Kevin Durant não fugiu da pergunta sobre quanto tempo ainda pretende jogar. Depois de ver Russell Westbrook encerrar a carreira, ele disse que se sente o próximo da fila e que a liga hoje é território de gente mais nova. Não marcou data, mas parou de tratar o assunto como distante.
- A conversa foi no Boardroom Talks, com Speedy Morman, nesta quinta-feira.
- Durant completa 38 anos em setembro e entra no vigésimo ano desde a estreia na NBA.

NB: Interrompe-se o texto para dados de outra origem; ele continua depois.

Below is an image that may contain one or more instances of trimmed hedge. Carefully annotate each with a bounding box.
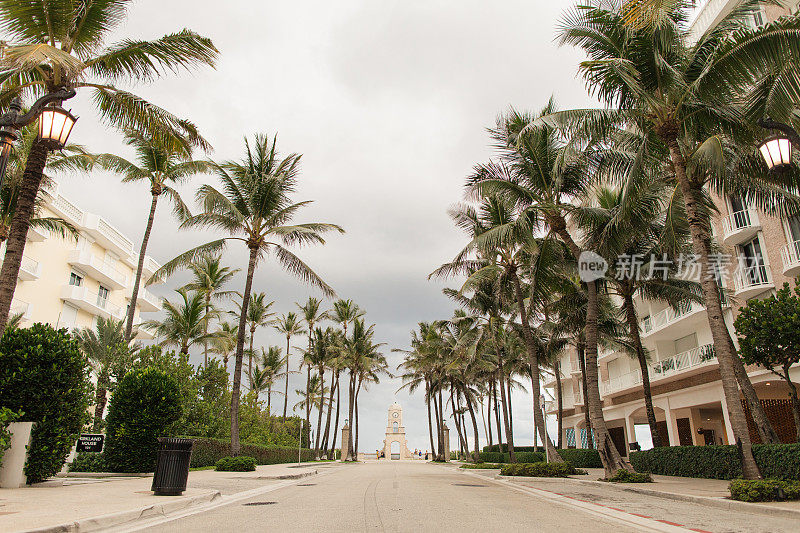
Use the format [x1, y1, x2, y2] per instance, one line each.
[190, 437, 314, 468]
[500, 463, 586, 477]
[630, 444, 800, 480]
[214, 455, 256, 472]
[728, 479, 800, 502]
[479, 448, 544, 463]
[103, 368, 181, 472]
[0, 323, 92, 483]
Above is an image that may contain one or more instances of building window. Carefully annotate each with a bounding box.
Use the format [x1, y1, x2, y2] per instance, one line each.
[97, 285, 108, 309]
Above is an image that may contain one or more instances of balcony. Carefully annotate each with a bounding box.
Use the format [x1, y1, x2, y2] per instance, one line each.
[9, 298, 33, 320]
[722, 209, 761, 246]
[136, 289, 161, 313]
[17, 255, 42, 281]
[67, 250, 128, 289]
[600, 344, 717, 396]
[733, 264, 775, 298]
[84, 213, 133, 259]
[61, 285, 124, 320]
[781, 241, 800, 278]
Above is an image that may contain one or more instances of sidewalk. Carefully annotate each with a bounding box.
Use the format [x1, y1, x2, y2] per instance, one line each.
[0, 463, 324, 532]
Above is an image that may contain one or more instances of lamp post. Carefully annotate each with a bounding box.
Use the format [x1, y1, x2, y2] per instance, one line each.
[0, 89, 78, 190]
[758, 117, 800, 170]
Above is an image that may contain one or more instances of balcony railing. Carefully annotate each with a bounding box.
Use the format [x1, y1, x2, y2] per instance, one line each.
[641, 300, 702, 334]
[733, 263, 772, 296]
[601, 344, 717, 394]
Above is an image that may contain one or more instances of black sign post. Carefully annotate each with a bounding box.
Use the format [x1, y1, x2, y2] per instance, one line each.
[75, 433, 106, 453]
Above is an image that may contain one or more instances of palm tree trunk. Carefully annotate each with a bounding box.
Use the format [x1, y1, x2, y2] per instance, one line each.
[125, 193, 161, 339]
[548, 215, 633, 472]
[622, 292, 662, 448]
[231, 247, 258, 456]
[554, 361, 564, 450]
[664, 136, 761, 479]
[0, 138, 47, 331]
[510, 271, 564, 463]
[575, 341, 594, 449]
[283, 335, 291, 422]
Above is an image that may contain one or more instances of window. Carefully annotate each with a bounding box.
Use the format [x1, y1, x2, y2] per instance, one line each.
[97, 285, 108, 309]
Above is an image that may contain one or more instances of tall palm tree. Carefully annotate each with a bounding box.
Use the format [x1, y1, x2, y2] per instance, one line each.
[295, 296, 328, 436]
[75, 317, 136, 431]
[553, 0, 800, 478]
[185, 255, 239, 366]
[273, 311, 305, 420]
[145, 288, 213, 354]
[95, 130, 209, 338]
[237, 292, 275, 377]
[155, 135, 344, 455]
[0, 0, 218, 330]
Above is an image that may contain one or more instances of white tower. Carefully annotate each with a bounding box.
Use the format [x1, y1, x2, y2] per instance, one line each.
[383, 402, 411, 459]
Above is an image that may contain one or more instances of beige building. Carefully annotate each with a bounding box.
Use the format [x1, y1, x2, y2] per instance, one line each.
[6, 179, 161, 339]
[544, 0, 800, 455]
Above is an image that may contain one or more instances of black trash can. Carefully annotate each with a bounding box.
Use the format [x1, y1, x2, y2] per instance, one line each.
[150, 437, 194, 496]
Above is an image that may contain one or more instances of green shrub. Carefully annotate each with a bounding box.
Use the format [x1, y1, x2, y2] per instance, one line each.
[630, 444, 800, 480]
[69, 452, 109, 472]
[500, 463, 586, 477]
[558, 448, 603, 468]
[104, 368, 181, 472]
[728, 479, 800, 502]
[0, 324, 92, 483]
[605, 468, 653, 483]
[214, 455, 256, 472]
[0, 407, 20, 464]
[191, 437, 314, 468]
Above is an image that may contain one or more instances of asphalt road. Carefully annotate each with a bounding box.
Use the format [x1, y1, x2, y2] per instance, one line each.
[136, 461, 644, 533]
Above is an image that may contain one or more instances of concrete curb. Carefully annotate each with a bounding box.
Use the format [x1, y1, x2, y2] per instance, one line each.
[23, 490, 222, 533]
[494, 474, 800, 518]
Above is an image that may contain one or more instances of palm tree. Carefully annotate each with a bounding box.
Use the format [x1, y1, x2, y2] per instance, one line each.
[145, 288, 214, 354]
[295, 296, 328, 446]
[273, 311, 305, 420]
[236, 292, 275, 377]
[185, 255, 239, 366]
[95, 130, 209, 338]
[157, 135, 344, 455]
[209, 322, 239, 372]
[552, 0, 800, 478]
[0, 0, 218, 330]
[75, 317, 136, 431]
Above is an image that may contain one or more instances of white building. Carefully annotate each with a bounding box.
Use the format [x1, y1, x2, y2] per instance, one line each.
[544, 0, 800, 455]
[6, 179, 161, 339]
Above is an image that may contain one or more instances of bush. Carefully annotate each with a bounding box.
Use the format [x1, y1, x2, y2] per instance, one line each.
[558, 448, 603, 468]
[728, 479, 800, 502]
[69, 452, 109, 472]
[0, 323, 92, 483]
[630, 444, 800, 480]
[500, 463, 586, 477]
[104, 368, 181, 472]
[191, 438, 314, 468]
[604, 468, 653, 483]
[214, 455, 256, 472]
[461, 463, 496, 470]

- Westbrook se aposentou este mês, depois de 18 temporadas na liga.
- Ele já definiu o que quer depois: ser gerente-geral da seleção dos Estados Unidos.
- Os dois foram companheiros no Thunder por oito temporadas, de 2008 a 2016.
O que ele disse
A frase que resume veio curta e sem rodeio. Durant se colocou na fila da saída, e não como quem ainda está longe dela.
Eu sou o próximo da fila. É um jogo de gente jovem. Mas eu coloquei tudo no jogo, e estou de boa com o que vier daqui pra frente. Vou continuar colocando tudo até não poder mais.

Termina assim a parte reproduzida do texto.